Il me regarde sans comprendre et je le vois me dévisager pour essayer de déterminer ce que je suis en train d’essayer de lui dire. Il s’écarte de moi légèrement et j’ai vraiment l’impression que tout son cerveau carbure à fond.

— Je ne comprends pas ce que tu essaies de me dire, Jade. Ils vont te coller une nana dans les bras bientôt ? Tu vas être mise sous surveillance rapprochée ? J’espère qu’ils ne t’ont pas demandé de rejoindre le Conseil et disparaître de ma vie, quand même !

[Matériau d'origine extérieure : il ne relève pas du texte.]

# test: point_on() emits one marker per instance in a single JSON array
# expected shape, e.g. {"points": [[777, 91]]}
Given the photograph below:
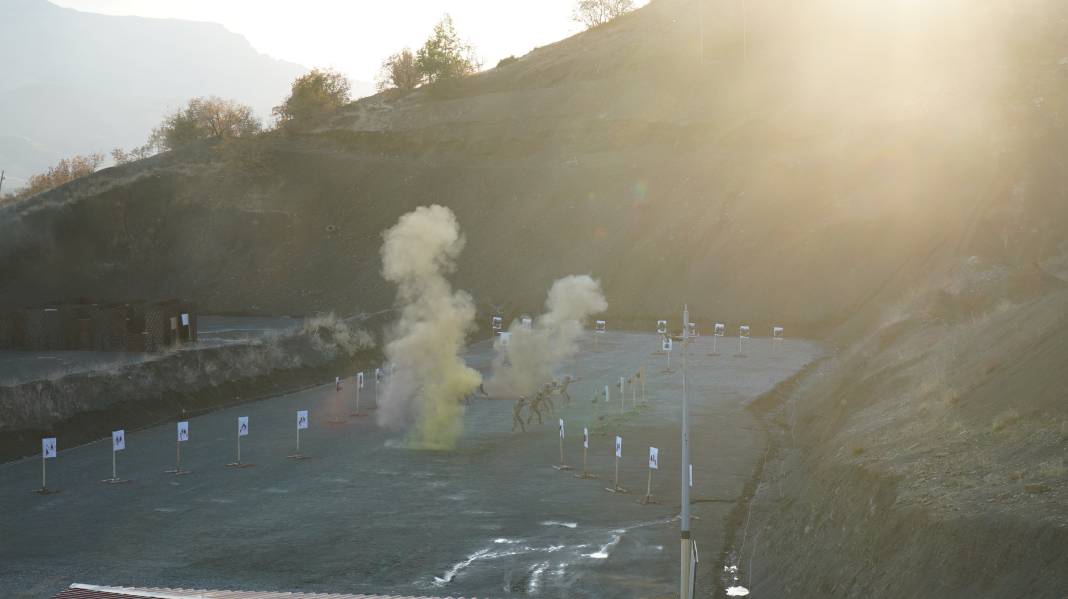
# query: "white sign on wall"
{"points": [[48, 447]]}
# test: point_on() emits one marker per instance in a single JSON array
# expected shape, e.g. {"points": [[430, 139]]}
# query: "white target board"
{"points": [[48, 447]]}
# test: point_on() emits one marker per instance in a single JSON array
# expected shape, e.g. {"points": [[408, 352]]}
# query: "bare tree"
{"points": [[592, 13]]}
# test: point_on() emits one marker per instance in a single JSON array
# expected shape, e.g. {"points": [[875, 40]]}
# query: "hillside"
{"points": [[78, 82], [884, 175], [789, 187]]}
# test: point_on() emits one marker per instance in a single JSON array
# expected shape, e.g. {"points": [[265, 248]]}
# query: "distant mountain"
{"points": [[78, 82]]}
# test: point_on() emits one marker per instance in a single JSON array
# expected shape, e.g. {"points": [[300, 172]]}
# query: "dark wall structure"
{"points": [[97, 327]]}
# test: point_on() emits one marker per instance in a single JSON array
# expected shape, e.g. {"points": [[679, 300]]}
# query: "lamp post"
{"points": [[686, 544]]}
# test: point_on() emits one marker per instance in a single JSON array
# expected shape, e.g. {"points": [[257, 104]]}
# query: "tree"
{"points": [[444, 56], [313, 94], [592, 13], [64, 171], [399, 72], [205, 119]]}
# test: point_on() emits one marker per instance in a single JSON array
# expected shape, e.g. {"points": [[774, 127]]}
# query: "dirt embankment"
{"points": [[88, 406], [927, 459]]}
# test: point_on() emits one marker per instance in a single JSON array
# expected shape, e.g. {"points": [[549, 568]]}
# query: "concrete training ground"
{"points": [[491, 518]]}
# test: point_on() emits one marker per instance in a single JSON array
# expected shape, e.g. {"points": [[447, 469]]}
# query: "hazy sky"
{"points": [[355, 35]]}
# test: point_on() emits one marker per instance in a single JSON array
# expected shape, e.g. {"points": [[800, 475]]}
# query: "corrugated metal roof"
{"points": [[94, 592]]}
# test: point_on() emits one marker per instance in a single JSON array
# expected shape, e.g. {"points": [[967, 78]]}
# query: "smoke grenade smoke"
{"points": [[430, 379], [535, 352]]}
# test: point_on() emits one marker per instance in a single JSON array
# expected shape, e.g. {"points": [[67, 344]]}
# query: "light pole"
{"points": [[686, 589]]}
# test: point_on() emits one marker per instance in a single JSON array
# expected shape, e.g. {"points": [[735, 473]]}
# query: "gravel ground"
{"points": [[491, 518]]}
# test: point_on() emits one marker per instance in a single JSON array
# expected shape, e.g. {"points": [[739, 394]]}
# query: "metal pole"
{"points": [[685, 542]]}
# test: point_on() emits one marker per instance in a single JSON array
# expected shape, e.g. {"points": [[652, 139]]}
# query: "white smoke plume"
{"points": [[430, 379], [534, 353]]}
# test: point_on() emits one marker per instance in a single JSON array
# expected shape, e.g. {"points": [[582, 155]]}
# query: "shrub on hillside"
{"points": [[314, 94], [204, 117], [64, 171], [592, 13]]}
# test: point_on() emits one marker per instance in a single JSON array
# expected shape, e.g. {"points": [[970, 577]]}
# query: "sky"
{"points": [[355, 35]]}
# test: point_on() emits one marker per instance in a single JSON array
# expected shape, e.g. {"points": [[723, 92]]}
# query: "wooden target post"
{"points": [[118, 444], [182, 438], [618, 454], [242, 430], [47, 452], [563, 464], [654, 464], [585, 448], [301, 425]]}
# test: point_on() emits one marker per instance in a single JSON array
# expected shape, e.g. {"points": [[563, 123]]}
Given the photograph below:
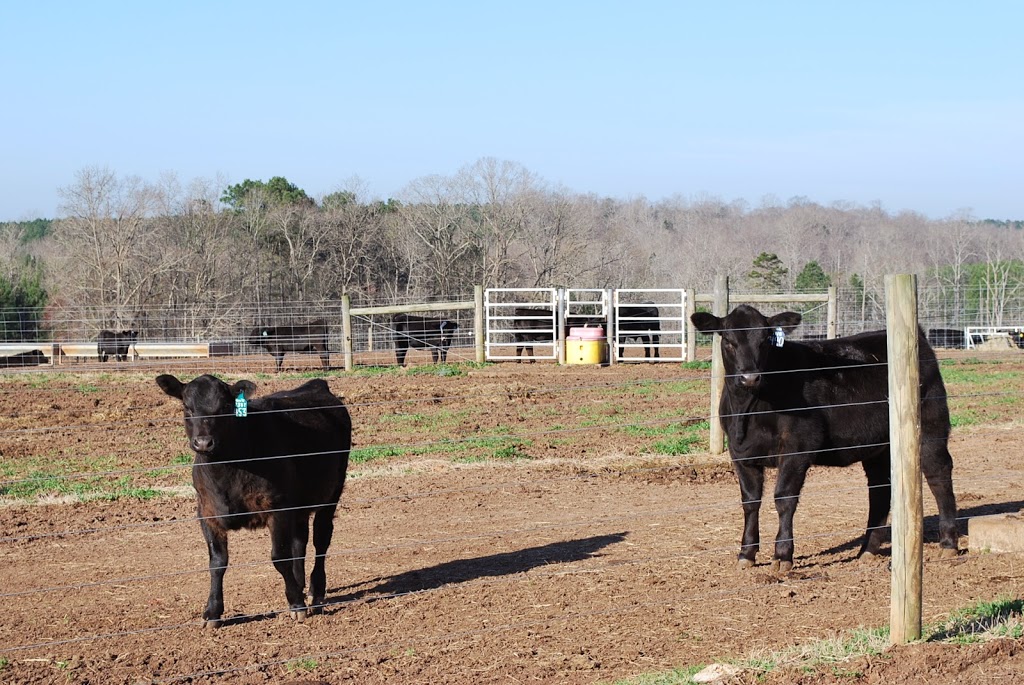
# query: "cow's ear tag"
{"points": [[779, 339], [241, 405]]}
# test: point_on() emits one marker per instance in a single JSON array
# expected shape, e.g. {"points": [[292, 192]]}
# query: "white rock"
{"points": [[716, 673]]}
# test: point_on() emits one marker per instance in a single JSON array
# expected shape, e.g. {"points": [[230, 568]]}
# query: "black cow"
{"points": [[115, 344], [646, 332], [281, 339], [791, 404], [535, 326], [950, 338], [283, 461], [422, 333], [30, 358]]}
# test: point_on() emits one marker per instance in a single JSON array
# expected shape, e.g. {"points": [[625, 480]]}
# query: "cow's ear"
{"points": [[247, 388], [785, 320], [706, 323], [170, 385]]}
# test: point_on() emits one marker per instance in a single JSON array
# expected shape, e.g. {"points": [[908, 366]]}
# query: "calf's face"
{"points": [[749, 340], [209, 408]]}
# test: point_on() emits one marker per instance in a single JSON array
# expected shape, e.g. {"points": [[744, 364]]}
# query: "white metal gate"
{"points": [[521, 319], [652, 322]]}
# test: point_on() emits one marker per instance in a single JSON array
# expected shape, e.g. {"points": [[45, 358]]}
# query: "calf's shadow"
{"points": [[462, 570]]}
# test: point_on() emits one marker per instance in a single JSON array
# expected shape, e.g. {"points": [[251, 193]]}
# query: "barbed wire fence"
{"points": [[726, 508]]}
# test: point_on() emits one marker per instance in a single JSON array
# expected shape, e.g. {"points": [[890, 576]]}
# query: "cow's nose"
{"points": [[203, 443], [750, 380]]}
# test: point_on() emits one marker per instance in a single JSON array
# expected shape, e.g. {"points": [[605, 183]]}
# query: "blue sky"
{"points": [[916, 105]]}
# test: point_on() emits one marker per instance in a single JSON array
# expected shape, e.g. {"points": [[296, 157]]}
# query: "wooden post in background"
{"points": [[478, 330], [346, 323], [691, 333], [719, 308], [833, 308], [904, 443]]}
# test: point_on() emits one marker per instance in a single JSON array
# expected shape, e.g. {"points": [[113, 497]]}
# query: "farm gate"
{"points": [[543, 316]]}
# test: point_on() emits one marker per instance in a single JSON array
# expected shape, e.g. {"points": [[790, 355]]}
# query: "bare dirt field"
{"points": [[505, 523]]}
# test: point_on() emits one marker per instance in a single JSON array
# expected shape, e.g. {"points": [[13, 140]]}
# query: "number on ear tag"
{"points": [[241, 405]]}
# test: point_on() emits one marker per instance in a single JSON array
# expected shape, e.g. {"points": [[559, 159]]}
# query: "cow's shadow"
{"points": [[462, 570], [932, 524]]}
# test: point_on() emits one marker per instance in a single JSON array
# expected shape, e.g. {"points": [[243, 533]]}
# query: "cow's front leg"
{"points": [[752, 481], [283, 546], [216, 544], [792, 474]]}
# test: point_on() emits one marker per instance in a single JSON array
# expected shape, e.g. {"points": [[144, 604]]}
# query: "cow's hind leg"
{"points": [[752, 481], [938, 468], [323, 531], [879, 499], [283, 545]]}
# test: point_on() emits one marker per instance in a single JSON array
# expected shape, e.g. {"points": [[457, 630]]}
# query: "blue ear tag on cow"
{"points": [[241, 405], [779, 339]]}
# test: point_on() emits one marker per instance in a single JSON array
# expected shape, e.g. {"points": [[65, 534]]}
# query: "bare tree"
{"points": [[107, 231]]}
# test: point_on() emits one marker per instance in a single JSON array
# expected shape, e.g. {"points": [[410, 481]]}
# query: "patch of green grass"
{"points": [[1003, 617], [364, 455], [374, 371], [963, 419]]}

Je soupire et retourne me lover contre lui. J’ai besoin de courage, et d’arrêter de regarder sa petite bouille innocente qui me donne envie de devenir violente. Il est mignon, mon poète, mais un peu long à la détente, là.

— Rien de tout ça, non. Tu sais ce qui se passe quand on fait l’amour ?

— Tu veux que je te fasse un poème sur toutes les sensations qu’on ressent quand on connaît l’extase ensemble ? Pas besoin de te mettre dans cet état pour ça, il suffit de demander, répond-il en me câlinant, avec son petit sourire en coin si craquant.

— Malcolm, fais un effort, tu veux ? Tu connais les risques de coucher ensemble ?

— Bien sûr, les lois sont claires ici, mais tant qu’on ne se fait pas prendre, tout va bien, non ? Je ne vois pas ce qui te met dans cet état là. Qu’est-ce qui a changé depuis la dernière fois qu’on s’est vus ?

— Eh bien je peux t’assurer que quand je vais ressembler à une baleine, on va se faire prendre, et en beauté, bougonné-je en m’extirpant d’entre ses bras.

Ses yeux s’agrandissent et il reste la bouche ouverte, complètement interloqué alors que ce que je viens de lui dire commence à faire sens dans son esprit complètement embrumé.

— J’ai peur de comprendre… Tu… tu es enceinte ? Mais, ce n’est pas possible, je pensais qu’ils vous retiraient tous vos ovules ?

— Non, il n’en ponctionnent que quelques-uns et laissent les autres au chaud pour plus tard… Je suis désolée, soufflé-je en détournant le regard, tu vas être papa.